Treme, David Simon’s melancholy ode to post-Hurricane Katrina New Orleans, will wrap up its second season on HBO on Sunday, July 3. Like Simon’s other creations for HBO — The Wire, Operation Kill, and The Corner — Treme shines an Upton Sinclair-like spotlight on myriad societal ills that thrive in the shadows of national neglect. And its unflinching exploration of soul-wrenching violence — particularly in the most recent episodes — is just the latest indication that Simon, a former bare-knuckled reporter for the Baltimore Sun, is clearly channeling his passion for truth into the art of narrative fiction.
Treme is a purposely uneasy look at the Big Easy.
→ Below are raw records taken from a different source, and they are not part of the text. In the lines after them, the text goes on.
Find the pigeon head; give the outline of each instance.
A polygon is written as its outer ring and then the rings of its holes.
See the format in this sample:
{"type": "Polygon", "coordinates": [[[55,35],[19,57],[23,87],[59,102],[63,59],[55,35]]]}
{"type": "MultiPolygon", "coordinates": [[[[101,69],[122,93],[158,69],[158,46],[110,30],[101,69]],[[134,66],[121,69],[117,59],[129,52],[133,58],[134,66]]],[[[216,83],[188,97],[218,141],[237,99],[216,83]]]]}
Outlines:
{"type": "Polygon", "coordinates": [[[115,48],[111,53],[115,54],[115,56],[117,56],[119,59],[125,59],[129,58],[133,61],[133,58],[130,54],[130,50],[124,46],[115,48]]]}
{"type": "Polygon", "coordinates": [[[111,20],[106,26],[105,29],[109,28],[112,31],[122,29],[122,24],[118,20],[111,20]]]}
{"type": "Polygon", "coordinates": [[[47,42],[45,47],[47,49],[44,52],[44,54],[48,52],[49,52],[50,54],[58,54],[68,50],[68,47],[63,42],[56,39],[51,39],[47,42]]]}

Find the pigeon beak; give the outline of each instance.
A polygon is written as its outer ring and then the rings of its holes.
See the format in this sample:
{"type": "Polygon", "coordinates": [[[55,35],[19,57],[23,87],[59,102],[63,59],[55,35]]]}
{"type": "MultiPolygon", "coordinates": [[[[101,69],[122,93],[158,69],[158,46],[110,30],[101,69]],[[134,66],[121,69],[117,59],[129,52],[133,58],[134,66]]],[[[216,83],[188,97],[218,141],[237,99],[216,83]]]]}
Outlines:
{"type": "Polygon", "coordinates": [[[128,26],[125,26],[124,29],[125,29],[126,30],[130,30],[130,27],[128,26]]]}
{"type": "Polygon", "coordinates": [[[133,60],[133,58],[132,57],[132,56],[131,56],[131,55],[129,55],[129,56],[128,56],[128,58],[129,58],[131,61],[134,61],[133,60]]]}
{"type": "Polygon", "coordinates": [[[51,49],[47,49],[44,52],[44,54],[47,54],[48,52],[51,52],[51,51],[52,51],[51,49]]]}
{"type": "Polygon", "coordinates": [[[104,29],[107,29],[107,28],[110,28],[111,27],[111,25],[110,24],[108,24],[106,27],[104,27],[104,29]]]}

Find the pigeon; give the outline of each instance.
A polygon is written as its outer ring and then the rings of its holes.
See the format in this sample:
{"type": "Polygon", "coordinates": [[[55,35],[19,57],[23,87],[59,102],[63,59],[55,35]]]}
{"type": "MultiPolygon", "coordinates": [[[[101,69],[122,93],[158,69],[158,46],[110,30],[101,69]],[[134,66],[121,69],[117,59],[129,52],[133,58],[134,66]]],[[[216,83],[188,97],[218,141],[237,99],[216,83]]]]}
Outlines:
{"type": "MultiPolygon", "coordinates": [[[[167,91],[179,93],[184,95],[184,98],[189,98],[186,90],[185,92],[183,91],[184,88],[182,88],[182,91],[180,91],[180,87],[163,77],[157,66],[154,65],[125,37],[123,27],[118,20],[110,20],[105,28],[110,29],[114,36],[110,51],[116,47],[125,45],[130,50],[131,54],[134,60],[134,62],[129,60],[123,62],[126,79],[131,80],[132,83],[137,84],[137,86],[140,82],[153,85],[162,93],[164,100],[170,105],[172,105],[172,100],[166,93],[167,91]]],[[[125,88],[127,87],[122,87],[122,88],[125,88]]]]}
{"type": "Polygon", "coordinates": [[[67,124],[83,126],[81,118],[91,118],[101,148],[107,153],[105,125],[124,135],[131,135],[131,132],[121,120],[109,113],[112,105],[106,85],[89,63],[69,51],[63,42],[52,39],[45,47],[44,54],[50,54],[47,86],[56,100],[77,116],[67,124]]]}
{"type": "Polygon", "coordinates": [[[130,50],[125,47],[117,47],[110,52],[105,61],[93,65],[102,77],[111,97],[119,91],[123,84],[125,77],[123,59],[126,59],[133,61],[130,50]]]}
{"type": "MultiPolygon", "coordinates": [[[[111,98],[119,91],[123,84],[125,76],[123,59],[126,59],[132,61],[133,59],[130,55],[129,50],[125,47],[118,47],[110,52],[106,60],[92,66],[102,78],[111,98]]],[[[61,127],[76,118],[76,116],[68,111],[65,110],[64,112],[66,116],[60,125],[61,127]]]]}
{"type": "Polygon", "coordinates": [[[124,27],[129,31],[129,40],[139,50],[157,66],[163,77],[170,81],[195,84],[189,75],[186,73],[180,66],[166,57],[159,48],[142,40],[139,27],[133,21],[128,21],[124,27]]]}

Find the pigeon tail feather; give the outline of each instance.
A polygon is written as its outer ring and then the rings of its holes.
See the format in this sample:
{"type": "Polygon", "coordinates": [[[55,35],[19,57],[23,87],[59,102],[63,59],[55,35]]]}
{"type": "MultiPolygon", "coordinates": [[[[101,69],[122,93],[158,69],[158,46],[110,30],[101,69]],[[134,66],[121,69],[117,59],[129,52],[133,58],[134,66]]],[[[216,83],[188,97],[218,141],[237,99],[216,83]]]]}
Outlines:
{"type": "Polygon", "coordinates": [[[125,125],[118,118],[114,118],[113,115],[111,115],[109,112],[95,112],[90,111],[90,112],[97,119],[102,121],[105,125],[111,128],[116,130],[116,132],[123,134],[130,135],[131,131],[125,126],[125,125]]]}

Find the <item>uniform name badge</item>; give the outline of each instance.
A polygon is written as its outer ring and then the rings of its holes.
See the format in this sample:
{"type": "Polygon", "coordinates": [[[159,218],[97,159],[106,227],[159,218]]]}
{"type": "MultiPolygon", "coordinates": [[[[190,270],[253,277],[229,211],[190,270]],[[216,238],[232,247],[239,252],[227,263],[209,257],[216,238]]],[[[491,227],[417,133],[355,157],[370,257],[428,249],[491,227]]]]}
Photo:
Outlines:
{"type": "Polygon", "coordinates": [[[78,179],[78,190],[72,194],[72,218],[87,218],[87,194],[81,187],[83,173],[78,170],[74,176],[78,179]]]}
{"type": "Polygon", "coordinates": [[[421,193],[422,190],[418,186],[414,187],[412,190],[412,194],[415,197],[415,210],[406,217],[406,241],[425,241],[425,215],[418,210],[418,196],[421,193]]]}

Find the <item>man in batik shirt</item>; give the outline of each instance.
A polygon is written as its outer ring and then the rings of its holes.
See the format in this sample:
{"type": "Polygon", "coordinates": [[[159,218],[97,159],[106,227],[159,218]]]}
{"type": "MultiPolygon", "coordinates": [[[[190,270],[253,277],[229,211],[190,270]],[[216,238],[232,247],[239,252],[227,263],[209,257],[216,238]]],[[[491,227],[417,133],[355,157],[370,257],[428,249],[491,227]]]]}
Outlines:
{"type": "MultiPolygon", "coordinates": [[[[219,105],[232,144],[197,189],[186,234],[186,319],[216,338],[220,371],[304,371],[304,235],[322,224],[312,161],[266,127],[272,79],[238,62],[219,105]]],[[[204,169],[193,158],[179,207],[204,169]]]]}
Like The Wire was to Baltimore, Treme is both a love letter to the rich musical and culinary culture of New Orleans and a lamentation on its civic decline — and if you haven’t watched it yet, FAIR WARNING: SPOILERS AHEAD. After Season One wrapped with the suicide of Creighton Bernette, the English professor, novelist, and outraged blogger played by John Goodman, this season has dealt similarly tragic hands to two beloved characters. LaDonna Batiste-Williams, the strong-willed, street-savvy saloon keeper played by Khandi Alexander, ends up beaten and raped in an unspeakably vicious moment. Then, Harley Watt, a guardian angel street musician played by alt-country rocker Steve Earle, is shot dead in a street robbery gone wrong.
If Simon ever had misgivings about subjecting his finely drawn characters to such cruel fates, you wouldn’t know it. He has been criticised in the past for his apparent lack of sentimentality for his creations—Salon‘s Matt Zoller Seitz was particularly upset by the rape episode. Writers who’ve toiled for Simon bristle at his willingness to kill off characters they’ve invested so much in. Just before the fourth season of The Wire premiered, I moderated a discussion between Simon and the novelist Richard Price, who wrote for the series and harbored some serious resentment toward his boss’s nihilism. (In an interview with the New Orleans Times-Picayune, Earle joked that Simon blames novelist George Pelecanos, another Wire veteran and Treme scribe, for being the “Dr. Death” behind many of the offending episodes.)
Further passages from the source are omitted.